Sie können von Rankings nicht genug bekommen?

Hand, von Mensch im Anzug die auf durchsichtiges Display klickt mit der Anzeige Top 10
(Bild: Duncan Andison - stock.adobe.com)

Für diejenigen, die schon jetzt mehr wollen, haben wir hier andere beliebte Rankings unserer Webseite verlinkt - schauen Sie doch auch vorbei bei:

Platz 2: Fresenius - ganzheitlicher Ansatz: Medikamente und Krankenhäuser

Der Gesundheitskonzern Fresenius schafft es auf Platz 2, mit einem Umsatz 2021 von 38,9 Mrd. Euro. Er wurde 1912 vom Apotheker Dr. Eduard Fresenius gegründet, der zu diesem Zeitpunkt bereits eine Apotheke in Frankfurt führte. Deren Laboratorium erweiterte er zu einem kleinen Produktionsbetrieb. 1933 wird die Produktionsfirma von der Apotheke getrennt und nach Bad Homburg verlegt, dort ist bis heute der Hauptsitz. Mittlerweile ist der Konzern in vier Bereiche eingeteilt, die Produkte und Dienstleistungen für die Dialyse, das Krankenhaus und die ambulante Versorgung anbieten. Das schließt auch private Krankenhäuser mit ein.

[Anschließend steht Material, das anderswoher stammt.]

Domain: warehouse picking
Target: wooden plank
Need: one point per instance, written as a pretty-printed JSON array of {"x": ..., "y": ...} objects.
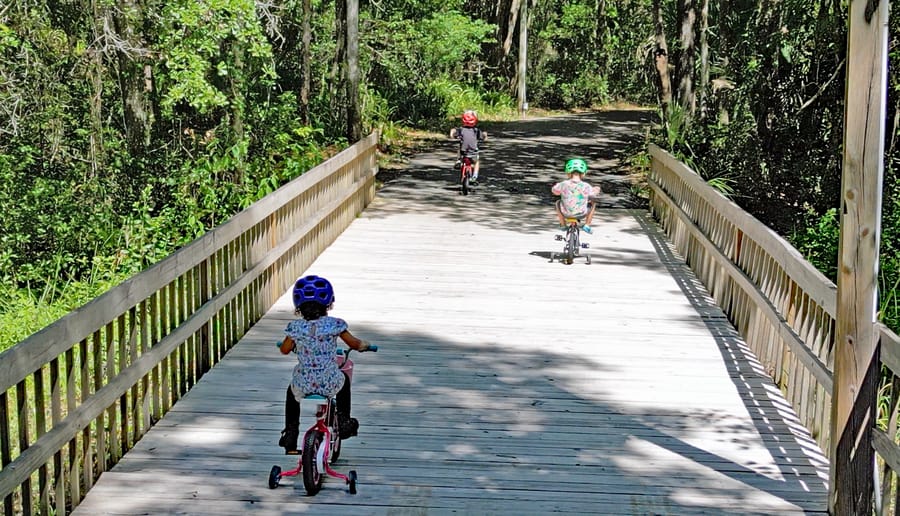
[
  {"x": 512, "y": 402},
  {"x": 810, "y": 279},
  {"x": 856, "y": 338},
  {"x": 812, "y": 362},
  {"x": 50, "y": 342}
]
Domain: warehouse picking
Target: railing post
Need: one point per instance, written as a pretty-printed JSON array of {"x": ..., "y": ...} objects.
[{"x": 856, "y": 361}]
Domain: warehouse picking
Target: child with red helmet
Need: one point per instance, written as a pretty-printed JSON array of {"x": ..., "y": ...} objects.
[
  {"x": 469, "y": 136},
  {"x": 314, "y": 340}
]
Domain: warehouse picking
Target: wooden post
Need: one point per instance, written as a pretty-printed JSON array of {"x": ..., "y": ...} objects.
[
  {"x": 856, "y": 358},
  {"x": 523, "y": 53}
]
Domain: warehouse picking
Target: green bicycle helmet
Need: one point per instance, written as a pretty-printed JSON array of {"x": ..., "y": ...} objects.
[{"x": 576, "y": 165}]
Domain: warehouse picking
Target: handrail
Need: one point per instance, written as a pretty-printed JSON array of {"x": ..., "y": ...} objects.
[
  {"x": 782, "y": 306},
  {"x": 75, "y": 396}
]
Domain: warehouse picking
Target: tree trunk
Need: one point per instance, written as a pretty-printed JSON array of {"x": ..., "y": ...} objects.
[
  {"x": 135, "y": 76},
  {"x": 354, "y": 123},
  {"x": 338, "y": 69},
  {"x": 600, "y": 36},
  {"x": 685, "y": 68},
  {"x": 305, "y": 64},
  {"x": 512, "y": 19},
  {"x": 661, "y": 59},
  {"x": 523, "y": 58},
  {"x": 704, "y": 57}
]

Tablettenpackungen, Thermometer, Spritze
(Bild: Alexander Yakovlev - Fotolia)

Platz 1: Bayer - Aspirin, Glyphosat und Co.

Auf Platz 1 der deutschen Pharmabranche ist wenig überraschend Bayer. Mit einem Umsatz 2021 von 44,1 Mrd. Euro konnte sich das Unternehmen trotz des andauernden Glyphosat-Rechtsstreits an die Spitze des Rankings setzen. Übrigens hat es der Konzern ebenfalls ins weltweite Ranking der Pharmabranche geschafft, auf welchen Platz können Sie hier nachlesen. Gegründet wurde Bayer 1863 in Barmen, einem heutigen Stadtteil von Wuppertal, um synthetische Farbstoffe herzustellen und zu verkaufen. Bis 1912 war in Wuppertal auch der Hauptsitz des Unternehmens, der danach aus Expansions-Gründen nach Leverkusen verlegt wurde, wo er noch heute ist.